Thursday, April 18, AD 2024 5:37am

Transcript of First Day of ObamaCare Oral Argument

 

 

I would caution everyone from reading too much into the questions asked by the Justices on the first of three days of oral argument, but it was an interesting day of oral argument.  Go here to read the transcript.  Go here to listen to an audio recording of the oral argument.  My thoughts on the first day I will post this evening.

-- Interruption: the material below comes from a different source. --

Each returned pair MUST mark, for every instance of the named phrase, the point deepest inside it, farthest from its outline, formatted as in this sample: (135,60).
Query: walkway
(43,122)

1.  Individual Mandate Not a Tax-Many of the justices seemed sceptical that the individual mandate is a tax, and three of the liberal justices were among them.  This could be important because it is a strong indication that the Court is not going to dodge ruling on the Constitutionality of ObamaCare by citing the Anti-Injunction Act of 1867, which bars federal courts from enjoining a tax until it goes into effect, and ruling that the constitutionality of the individual mandate could not be ruled upon until it went into effect in 2015.  The Court took the issue of the Anti-Injunction Act seriously enough to appoint Robert Long, a veteran member of the Supreme Court Bar, to brief and argue today for forty minutes that the Act does apply.  The Justices took this unusual step due to the fact that none of the parties were arguing now that the Anti-Injunction Act was applicable, although that had been a prior position of the Government, later abandoned presumably because the Obama administration, as well as the opponents of ObamaCare, wants the Court to resolve this issue this year.

2.  Tax Clause-Assuming that the individual mandate is not a tax, then it could not be argued, as the government does, that Congress had the power to implement the individual mandate under the Tax Clause of the Constitution.  The government could still win under the Commerce Clause or the Necessary and Proper Clause, but it looks like the Tax Clause argument is a loser before the Court.

Today basically was devoted to the preliminary issue of whether the Court would rule on the Constitutionality of ObamaCare now, or put off the entire matter until 2015.  After today I doubt if the court will delay ruling directly on ObamaCare.  Tomorrow we will be getting into arguments about the constitutionality of ObamaCare, focusing on the individual mandate requirement.